Padilla: So verschieden unsere Situation ist, gilt doch: Mission ist Dialog des Lebens. Der Dialog ist Voraussetzung für die Mission: Das Gespräch der Kulturen und der Traditionen. Und unsere Katholiken sprechen viel über ihren Glauben. Aber diese Situation, in der wir auf die Hilfe der Katholiken in anderen Ländern angewiesen ist, zeigt auch, dass Mission auch Partnerschaft sein muss. Einerseits eine Partnerschaft mit Gott, denn Gott war gewiss schon in der Mongolei, bevor wir dorthin kamen. Andererseits mit all jenen, die uns konkret durch Spenden und Gebete unterstützen.

KNA: In Deutschland würden viele Menschen nie mit Nachbarn oder Kollegen über ihre Religion sprechen.

Padilla: Eine solche Mentalität ist mir doch sehr fremd. Ich kenne Deutschland gar nicht. Aber wenn ich hier Missionar wäre, müsste ich zunächst diese Mentalität kennenlernen, um die Menschen verstehen zu können und ihnen begegnen zu können. Die Seelsorger müssen die Nähe zu den Menschen suchen.

Taban: Wer meint, alles zu haben, der glaubt dann, den anderen nicht nötig zu haben. Aber wir brauchen uns alle gegenseitig.
Deshalb wollen wir im Sudan auch bei unserer Mission den Geist der Toleranz leben und einander unterstützen, über die Grenzen der jeweiligen Religionsgemeinschaften hinaus.
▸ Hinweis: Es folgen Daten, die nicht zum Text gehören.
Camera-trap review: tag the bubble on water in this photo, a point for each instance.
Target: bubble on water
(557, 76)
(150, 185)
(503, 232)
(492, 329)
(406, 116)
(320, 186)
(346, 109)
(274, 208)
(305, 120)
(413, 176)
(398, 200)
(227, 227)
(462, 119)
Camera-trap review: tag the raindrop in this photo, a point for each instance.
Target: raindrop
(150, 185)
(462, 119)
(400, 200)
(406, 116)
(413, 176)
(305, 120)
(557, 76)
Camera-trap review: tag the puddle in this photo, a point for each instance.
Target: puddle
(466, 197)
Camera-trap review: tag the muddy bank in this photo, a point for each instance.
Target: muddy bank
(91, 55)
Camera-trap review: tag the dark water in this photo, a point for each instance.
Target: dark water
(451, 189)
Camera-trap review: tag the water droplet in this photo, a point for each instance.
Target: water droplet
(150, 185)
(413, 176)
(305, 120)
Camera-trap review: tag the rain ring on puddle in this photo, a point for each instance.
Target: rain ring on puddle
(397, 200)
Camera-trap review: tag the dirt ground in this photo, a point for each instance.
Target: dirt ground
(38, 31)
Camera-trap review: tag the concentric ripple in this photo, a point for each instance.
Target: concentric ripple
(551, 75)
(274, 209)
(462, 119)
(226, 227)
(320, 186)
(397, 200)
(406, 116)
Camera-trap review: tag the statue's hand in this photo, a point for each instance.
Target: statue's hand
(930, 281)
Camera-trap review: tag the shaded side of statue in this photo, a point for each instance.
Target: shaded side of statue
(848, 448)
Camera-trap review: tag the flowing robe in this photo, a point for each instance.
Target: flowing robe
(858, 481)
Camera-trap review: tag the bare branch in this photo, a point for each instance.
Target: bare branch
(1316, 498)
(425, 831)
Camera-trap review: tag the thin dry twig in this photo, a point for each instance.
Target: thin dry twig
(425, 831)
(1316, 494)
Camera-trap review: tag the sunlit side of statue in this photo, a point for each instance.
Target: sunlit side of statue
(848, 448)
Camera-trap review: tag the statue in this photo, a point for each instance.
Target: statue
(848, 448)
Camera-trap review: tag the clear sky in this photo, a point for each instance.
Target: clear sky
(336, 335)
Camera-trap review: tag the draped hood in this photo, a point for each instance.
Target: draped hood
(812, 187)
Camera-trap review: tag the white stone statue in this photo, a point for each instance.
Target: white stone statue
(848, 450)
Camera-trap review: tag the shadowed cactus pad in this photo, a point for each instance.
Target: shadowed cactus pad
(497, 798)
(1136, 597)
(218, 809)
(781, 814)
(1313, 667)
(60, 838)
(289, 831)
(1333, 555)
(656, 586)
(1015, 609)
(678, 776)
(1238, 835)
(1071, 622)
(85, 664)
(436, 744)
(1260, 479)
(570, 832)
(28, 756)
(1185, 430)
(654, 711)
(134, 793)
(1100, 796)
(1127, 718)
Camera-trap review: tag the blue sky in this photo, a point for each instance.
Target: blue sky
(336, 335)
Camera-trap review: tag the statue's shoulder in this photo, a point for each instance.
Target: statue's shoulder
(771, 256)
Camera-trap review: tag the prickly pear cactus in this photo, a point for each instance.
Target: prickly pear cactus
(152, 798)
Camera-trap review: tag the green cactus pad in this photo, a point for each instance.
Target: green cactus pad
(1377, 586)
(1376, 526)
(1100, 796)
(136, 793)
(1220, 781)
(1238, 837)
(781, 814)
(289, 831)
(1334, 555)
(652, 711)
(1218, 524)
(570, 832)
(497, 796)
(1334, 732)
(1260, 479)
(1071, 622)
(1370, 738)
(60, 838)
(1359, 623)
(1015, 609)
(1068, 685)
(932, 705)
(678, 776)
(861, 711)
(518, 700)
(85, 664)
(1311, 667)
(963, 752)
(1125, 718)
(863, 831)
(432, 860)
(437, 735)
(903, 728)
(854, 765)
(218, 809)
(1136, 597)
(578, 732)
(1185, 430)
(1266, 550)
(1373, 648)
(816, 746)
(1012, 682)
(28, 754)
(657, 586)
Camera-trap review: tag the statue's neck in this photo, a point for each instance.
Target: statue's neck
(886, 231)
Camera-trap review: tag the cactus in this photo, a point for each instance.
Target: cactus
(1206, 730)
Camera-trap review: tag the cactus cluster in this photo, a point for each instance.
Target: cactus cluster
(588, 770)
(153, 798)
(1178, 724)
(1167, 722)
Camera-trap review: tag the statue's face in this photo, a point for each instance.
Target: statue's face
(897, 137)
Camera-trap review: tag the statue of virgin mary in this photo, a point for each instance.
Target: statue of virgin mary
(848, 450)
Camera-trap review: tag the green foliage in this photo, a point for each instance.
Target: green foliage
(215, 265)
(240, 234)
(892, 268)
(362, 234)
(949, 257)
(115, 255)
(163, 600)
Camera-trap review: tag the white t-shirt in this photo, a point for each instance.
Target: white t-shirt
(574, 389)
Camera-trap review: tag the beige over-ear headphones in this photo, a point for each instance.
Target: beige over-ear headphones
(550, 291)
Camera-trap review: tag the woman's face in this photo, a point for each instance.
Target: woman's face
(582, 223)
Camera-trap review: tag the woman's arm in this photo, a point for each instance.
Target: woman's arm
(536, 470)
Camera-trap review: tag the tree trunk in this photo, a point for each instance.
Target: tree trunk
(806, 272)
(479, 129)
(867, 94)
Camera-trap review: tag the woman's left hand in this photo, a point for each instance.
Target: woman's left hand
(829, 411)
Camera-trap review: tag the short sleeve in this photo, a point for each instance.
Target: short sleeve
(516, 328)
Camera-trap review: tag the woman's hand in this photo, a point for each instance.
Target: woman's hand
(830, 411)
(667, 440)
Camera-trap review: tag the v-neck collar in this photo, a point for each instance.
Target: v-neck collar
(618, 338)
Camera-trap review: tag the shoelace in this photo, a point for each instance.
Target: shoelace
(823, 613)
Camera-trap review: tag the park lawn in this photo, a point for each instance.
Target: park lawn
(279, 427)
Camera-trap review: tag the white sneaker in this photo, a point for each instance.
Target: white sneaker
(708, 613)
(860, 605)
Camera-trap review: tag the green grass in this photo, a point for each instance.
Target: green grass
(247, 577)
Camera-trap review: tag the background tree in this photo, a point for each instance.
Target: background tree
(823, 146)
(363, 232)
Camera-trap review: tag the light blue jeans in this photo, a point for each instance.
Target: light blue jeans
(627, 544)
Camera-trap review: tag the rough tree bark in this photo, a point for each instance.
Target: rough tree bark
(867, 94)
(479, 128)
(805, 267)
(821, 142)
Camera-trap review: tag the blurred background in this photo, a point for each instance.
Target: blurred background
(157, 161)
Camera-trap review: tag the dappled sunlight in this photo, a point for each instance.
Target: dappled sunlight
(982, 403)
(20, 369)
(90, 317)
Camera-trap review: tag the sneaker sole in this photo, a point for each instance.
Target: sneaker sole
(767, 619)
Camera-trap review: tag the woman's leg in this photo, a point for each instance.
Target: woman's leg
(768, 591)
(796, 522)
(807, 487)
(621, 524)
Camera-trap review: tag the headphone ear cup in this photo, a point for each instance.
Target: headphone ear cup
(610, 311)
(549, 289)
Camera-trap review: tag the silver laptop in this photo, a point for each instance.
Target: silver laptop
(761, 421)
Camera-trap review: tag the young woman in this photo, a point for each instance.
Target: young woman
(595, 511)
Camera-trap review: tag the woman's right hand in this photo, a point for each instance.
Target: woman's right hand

Ich glaube, dass wir aus Afrika oder Asien diese Freude an der Mission, aber auch die Toleranz vor dem Anderen den Christen in Deutschland vorleben können.

KNA: Bekommen Sie wegen Ihrer missionarischen Aktivitäten keine Schwierigkeiten - bei Islamisten im Sudan, bei Buddhisten oder Muslimen in der Mongolei?

Taban: Wir wollen keinen Muslim bekehren, auch keinen Protestanten. Wir wollen den Menschen lediglich dienen. Ein ehrlicher Dialog mit dem Islam ist angesichts des islamistischen Regimes in Khartum aber kaum möglich. Die einfache muslimische Bevölkerung ist jedoch sehr dankbar für unser kirchliches Engagement.

Padilla: In der Mongolei gibt es keine ökumenischen Spannungen.
Vielleicht auch deshalb, weil wir es vermeiden, über Dogmen zu sprechen; wir leben den Glauben konkret im Alltag. Als katholische Kirche wollen wir durch unsere Präsenz auch niemanden vor den Kopf stoßen, sondern suchen nach Möglichkeiten der Zusammenarbeit. Aber nach der langen, vom Kommunismus verordneten geistlichen Leere sehnen sich die Menschen nach Antworten. Als Kirche führen wir in der Mongolei einen intensiven interreligiösen Dialog, beten auch gemeinsam für den Frieden.

Persönlich besuche ich regelmäßig die Führer der anderen Religionen, vor allem der Buddhisten.